Uno dei due era enorme, altissimo, capelli di un biondo platino che risaltavano ancor di più il suo sguardo. Doveva essere lo stesso di cui mi aveva raccontato Colt. L'altro era decisamente più piccolo, capelli nerissimi come la pece, viso affusolato, quasi misogino. Occhi a mandorla che incastonavano alla perfezione quegli occhi color zaffiro scintillante. Aveva qualcosa di estremamente sinistro. Paradossalmente tra i due era quello che più temevo. Sembrava così quieto, quasi inoffensivo oserei. Ma sentivo che ciò che mostrava era solo la punta dell'iceberg. La punta di un iceberg immenso. Mi terrorizzava. Non riuscivo nemmeno a guardarlo dritto nelle palpebre.

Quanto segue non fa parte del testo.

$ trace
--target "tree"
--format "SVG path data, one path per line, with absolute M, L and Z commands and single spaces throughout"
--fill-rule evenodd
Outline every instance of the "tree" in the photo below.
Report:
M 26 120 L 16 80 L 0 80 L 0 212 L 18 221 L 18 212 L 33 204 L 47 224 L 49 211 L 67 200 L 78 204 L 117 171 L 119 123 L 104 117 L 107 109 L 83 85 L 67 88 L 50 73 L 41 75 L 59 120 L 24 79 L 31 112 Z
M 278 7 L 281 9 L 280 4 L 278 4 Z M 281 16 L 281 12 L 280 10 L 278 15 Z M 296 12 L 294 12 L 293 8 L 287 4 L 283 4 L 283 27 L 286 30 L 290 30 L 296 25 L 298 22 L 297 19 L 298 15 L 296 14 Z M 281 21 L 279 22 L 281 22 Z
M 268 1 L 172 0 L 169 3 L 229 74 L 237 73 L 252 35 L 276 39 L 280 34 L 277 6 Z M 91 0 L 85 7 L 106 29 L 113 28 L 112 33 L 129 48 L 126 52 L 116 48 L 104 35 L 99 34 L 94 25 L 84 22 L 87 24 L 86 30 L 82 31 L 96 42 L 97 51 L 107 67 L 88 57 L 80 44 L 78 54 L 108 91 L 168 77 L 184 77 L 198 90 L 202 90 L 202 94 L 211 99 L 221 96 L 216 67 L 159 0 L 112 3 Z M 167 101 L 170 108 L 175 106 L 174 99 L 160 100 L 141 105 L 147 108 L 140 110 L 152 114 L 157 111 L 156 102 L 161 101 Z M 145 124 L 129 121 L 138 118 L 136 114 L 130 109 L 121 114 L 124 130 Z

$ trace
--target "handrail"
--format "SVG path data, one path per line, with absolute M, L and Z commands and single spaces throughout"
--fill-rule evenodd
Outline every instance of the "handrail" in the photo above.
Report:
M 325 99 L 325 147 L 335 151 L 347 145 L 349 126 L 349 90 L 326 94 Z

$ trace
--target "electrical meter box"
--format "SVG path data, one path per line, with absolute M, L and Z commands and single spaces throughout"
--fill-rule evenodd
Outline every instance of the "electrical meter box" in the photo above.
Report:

«Allora esistono, esistono veramente»

Il più alto dei due mi sorrise. «Certo che esistiamo».

Rabbrividii.
Ero sicuro di aver solo pensato quella frase, eppure si era rivolto a me come se quelle parole fossero veramente uscite dalla mia bocca. Potevano carpire i miei pensieri? Faticavo ancora a crederci. Possibile che stessi ancora sognando?
«Si, ora mi sveglio, è solamente un altro stupido incubo» continuai a ripetermi.

Il più esile dei due mi fissò con le sue pupille color dell'oceano.
«No, Walther. Non si tratta di un incubo. E ora tu verrai con noi».